Из Камень-Рыболова, переночевав и оставив часть поклажи, налегке выехали осмотреть предполагаемое место жительства, — пост № 5, стоявший в устье Сунгачи на значительном расстоянии от всякого человеческого жилья. Пост № 5 был выбран Николаем Михайловичем еще и потому, что отсюда можно было добраться до обоих озер — Малая и Бальшая Ханка, по весне сливавшихся в одно. Сам пост представлял собой попросту лиственничный сруб, где несли посменно службу местные казаки, которые были рады-радешеньки уступить эту почетную обязанность гостям. Так что в их распоряжении оказалась изба-пятистенок с отличной печкой и большими сенями, а также загоном для лошадей, амбаром и поваркой-коптильней для летнего приготовления еды.
Пост № 4 располагался в десяти верстах по правому берегу озера, а дальше на сотню верст места были совершенно пустынные.

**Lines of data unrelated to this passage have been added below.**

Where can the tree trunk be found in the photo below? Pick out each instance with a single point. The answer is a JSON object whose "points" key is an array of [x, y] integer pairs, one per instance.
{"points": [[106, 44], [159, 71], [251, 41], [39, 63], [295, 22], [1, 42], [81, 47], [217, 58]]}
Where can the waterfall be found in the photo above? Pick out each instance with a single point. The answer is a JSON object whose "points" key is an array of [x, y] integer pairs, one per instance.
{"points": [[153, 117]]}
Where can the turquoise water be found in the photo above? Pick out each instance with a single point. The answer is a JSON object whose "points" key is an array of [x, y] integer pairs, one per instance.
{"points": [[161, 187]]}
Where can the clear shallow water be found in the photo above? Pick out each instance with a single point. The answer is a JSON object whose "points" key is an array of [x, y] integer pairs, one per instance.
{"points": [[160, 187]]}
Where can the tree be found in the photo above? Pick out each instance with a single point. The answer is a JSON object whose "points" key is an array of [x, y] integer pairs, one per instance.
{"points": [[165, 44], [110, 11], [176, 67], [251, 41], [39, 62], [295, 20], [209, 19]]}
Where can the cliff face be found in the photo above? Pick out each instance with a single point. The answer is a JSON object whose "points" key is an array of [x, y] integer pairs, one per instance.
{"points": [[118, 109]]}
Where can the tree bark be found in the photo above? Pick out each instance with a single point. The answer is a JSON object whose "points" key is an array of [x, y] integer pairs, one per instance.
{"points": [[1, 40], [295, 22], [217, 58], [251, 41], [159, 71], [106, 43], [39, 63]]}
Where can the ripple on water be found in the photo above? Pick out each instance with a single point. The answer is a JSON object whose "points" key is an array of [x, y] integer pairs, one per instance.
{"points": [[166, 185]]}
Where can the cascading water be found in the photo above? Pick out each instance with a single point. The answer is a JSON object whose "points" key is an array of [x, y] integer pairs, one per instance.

Водное сообщение по озеру начиналось не раньше мая, когда озеро вскрывалось ото льда, так что им предстояло несколько месяцев провести в совершеннейшем уединении.
— Вот где надо селиться монастырской братии, — не без иронии сказал по этому поводу Николай Михайлович. — Принял обет — держи! Иди в глушь, прочь от людской суеты! Здесь, в единении с природой, душа ото всякой суеты очищается, людей любишь такими, какими есть, не книжными, каждого обогреть готов! А в городах? В городах я, Коля, людей быстро любить перестаю. Грешен — перестаю! Смердят, горланят, пошлость несут! Никчемные людишки, а гонор имеют — мы, мол, горожане перед деревенским невежей. Я бы, будь моя воля, каждого из них на год-два сюда послал — тишину и благодать слушать. Глядишь, мерзости бы в людях поубавилось!
Коля кивал и чуть усмехался, растапливая печку. Николай Михайлович, хоть и человек в целом практический, иногда вот так разгорячится — прямо мальчишка! Про другого можно было бы сказать — утопист, но только как-то не вязалось это пренебрежительное словцо с Николаем Михайловичем, с его громадной самоотверженностью, трудолюбием и настоящей, каждодневной верой в свое дело.
Разобрав вещи и наскоро поужинав привезенным с собой хлебом и холодным мясом, легли спать прямо на печь, навалив на себя одеяла.
За ночь печь протопилась так, что Коля с непривычки не мог спать, скинул с себя одеяла и лежал без сна, дожидаясь рассвета.